Please just complete the extensive reading assignment.
- Wednesday, April 4, 2001, Option
1
- Choose one of these three possibilities for Wednesday:
- You could discuss the differences between Berkey and
Boddy's essays by contrasting their types of data, methods of analysis and
interpretation, theoretical issues considered, goals, and types of ideas developed.
As you compare the two very different essays by a historian and an interpretative
anthropologist, discuss your own responses to the historical approach using
documents from a purely male-produced discourse and your response to the anthropological
approach using female friends' and the anthropologist's own ingenius interpretative
readings of metaphors, fertility symbols, ideologies of fertility, and the
like. What critiques would you make of each essay, and what value do you think
each essay has for our discussion of these highly fraught customs, which are
often maintained and supported -- sometimes violently -- by traditional women
in highly patriarchal societies.
- Another approach would be to provide
your own very brief essay/discussion about these practices. Relate
these two articles to other literature you have also read, and/or
to other studies we have read this semester regarding birth,
kinship, female sexuality, and the like.
- Propose a topic for discussion that will
enable the class to engage in a close analysis or one or both
articles, and provide your own response to your question.

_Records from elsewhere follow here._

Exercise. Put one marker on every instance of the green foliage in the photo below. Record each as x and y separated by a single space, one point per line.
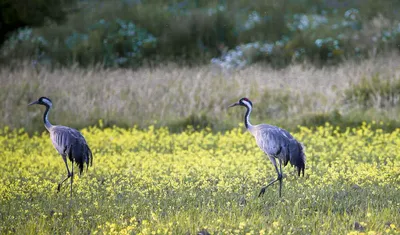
19 13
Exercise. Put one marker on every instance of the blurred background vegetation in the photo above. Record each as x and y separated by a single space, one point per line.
128 33
46 45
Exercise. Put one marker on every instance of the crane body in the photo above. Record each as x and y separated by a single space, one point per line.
68 142
275 142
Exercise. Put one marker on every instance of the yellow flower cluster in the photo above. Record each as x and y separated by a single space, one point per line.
156 182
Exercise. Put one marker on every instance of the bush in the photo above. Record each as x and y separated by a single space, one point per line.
231 35
375 92
18 13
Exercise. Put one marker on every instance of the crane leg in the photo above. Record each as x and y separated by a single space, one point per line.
280 178
69 174
273 181
72 178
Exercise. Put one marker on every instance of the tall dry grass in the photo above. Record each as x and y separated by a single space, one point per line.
176 96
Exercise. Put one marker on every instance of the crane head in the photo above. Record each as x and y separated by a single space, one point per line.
243 102
43 101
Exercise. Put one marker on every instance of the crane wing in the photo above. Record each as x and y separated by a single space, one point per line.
62 137
297 156
70 142
279 143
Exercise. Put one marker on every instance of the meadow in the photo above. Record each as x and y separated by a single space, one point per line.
153 181
177 96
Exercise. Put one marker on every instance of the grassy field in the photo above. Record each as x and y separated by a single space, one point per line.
156 182
173 96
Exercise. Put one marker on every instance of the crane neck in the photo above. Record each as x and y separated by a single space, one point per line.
47 124
247 117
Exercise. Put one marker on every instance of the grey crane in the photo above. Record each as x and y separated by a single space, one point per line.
68 142
277 143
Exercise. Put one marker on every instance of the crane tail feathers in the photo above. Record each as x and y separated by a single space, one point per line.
297 157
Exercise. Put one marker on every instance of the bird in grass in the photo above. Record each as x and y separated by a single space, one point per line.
68 142
277 143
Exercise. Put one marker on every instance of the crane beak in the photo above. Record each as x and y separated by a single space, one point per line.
34 102
233 105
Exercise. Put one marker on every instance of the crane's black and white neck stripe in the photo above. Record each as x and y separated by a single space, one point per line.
48 104
249 106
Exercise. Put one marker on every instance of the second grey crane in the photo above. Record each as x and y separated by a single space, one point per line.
277 143
68 142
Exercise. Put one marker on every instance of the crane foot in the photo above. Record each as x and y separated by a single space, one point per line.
262 192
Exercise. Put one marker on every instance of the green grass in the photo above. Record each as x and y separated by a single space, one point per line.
157 182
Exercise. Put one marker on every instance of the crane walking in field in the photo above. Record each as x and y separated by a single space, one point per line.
277 143
68 142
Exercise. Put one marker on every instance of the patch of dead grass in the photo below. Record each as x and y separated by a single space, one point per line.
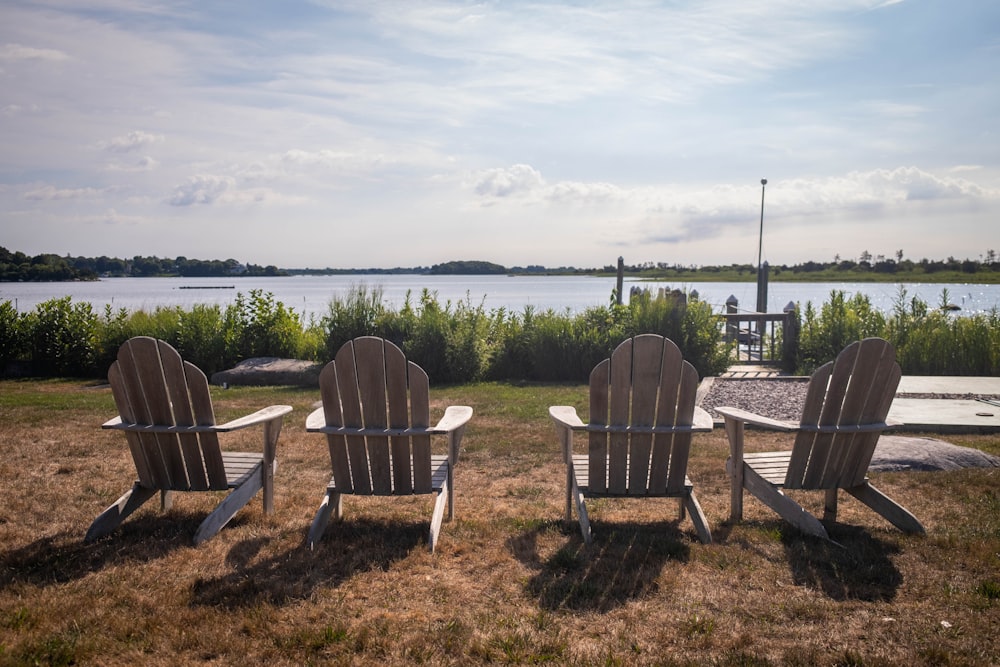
511 583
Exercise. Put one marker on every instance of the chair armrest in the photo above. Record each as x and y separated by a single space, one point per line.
263 415
453 424
747 417
565 417
702 420
316 420
455 416
112 423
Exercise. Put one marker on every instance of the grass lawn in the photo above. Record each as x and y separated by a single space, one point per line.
511 582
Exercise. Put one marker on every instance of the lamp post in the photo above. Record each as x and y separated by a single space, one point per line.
760 243
761 278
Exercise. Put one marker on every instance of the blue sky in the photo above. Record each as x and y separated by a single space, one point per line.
372 133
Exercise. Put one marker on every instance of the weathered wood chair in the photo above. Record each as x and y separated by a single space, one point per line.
376 414
642 418
166 413
844 414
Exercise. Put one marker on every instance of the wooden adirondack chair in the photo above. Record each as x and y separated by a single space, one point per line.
165 411
642 417
844 414
376 414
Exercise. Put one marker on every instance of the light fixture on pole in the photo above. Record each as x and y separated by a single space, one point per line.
760 243
761 277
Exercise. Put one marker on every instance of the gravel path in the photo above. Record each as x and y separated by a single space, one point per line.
778 398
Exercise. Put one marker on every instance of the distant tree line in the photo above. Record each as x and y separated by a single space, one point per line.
865 264
16 266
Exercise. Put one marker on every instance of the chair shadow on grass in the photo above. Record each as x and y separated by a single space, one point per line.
858 567
65 557
625 562
347 548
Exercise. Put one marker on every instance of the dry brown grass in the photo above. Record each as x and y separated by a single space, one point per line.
510 583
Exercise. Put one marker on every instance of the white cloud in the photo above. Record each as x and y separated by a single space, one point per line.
201 189
52 193
519 179
133 141
20 53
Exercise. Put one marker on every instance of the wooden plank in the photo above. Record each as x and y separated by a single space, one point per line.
619 400
647 356
156 397
329 388
204 415
597 443
369 359
686 398
142 465
133 403
811 413
419 386
350 403
176 382
397 400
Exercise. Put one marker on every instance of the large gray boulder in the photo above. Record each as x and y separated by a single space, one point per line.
896 452
264 371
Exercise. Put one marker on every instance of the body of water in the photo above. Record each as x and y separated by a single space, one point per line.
311 295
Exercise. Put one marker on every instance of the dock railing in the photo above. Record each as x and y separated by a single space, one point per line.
763 338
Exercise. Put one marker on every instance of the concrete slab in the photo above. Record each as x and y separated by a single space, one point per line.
951 384
942 415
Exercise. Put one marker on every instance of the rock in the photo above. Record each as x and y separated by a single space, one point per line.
263 371
896 452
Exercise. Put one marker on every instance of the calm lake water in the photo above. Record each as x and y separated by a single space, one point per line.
311 295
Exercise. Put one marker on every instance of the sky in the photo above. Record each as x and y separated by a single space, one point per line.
379 133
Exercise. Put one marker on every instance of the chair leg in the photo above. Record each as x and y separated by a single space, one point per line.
436 519
787 508
451 493
734 466
830 505
697 518
230 505
332 502
113 516
569 492
888 508
581 510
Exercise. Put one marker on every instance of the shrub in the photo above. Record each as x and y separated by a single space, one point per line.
201 338
258 326
11 334
62 337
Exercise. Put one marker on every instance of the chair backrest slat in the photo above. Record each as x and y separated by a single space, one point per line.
600 378
646 356
420 417
152 385
856 389
370 384
620 415
645 383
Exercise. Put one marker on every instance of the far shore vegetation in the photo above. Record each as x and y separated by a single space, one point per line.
17 266
462 341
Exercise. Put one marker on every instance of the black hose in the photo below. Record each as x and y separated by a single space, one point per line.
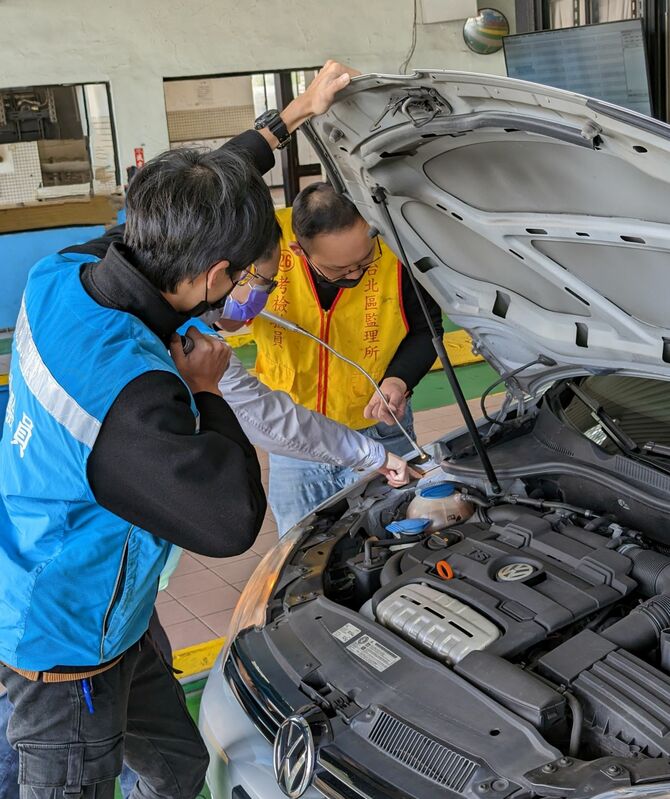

- Option 2 for Friday, April 6,
2001
- Choose one of these three possibilities for Friday:
- Both folklorists, Miska and Wickett, writing in Katherine
Young's anthology Bodylore , address rituals
associated with death, funerary practices, and ideas about the dead person.
Both extrapolate large cultural ideas about the phenomenology of the body
-- the larger cultural notions about the ways body experience informs identity,
knowledge, belief, culture. Compare the very different data, methods, types
of analysis, and goals of each study to get at the different kinds of conclusions
each writer reaches regarding the significance of death. How does each scholar
combine folkore such as myth and other genres in their studies? Can you locate
or infer any sets of underlying assumptions, goals, values that account for
their differences?
- As you compare the two articles, discuss
which piece you find the more engaging and provocative, and
explain why. Are you most intrigued by learning about Egyptian
ideas regarding the body and soul, regarding double existences and
appearances? Do you prefer the article that draws the most
coherent story together, the most well-knit set of
interpretations, as Wickett does in her study of drinking from the
blood bowl in funeral ceremonies in Taiwan? Are there other
factors regarding you values on methods, assumptions, goals,
values, rhetoric, etc. that contribute to your preferences?
- Propose a topic for discussion that will
enable the class to engage in a close analysis or one or both
articles, and provide your own response to your question.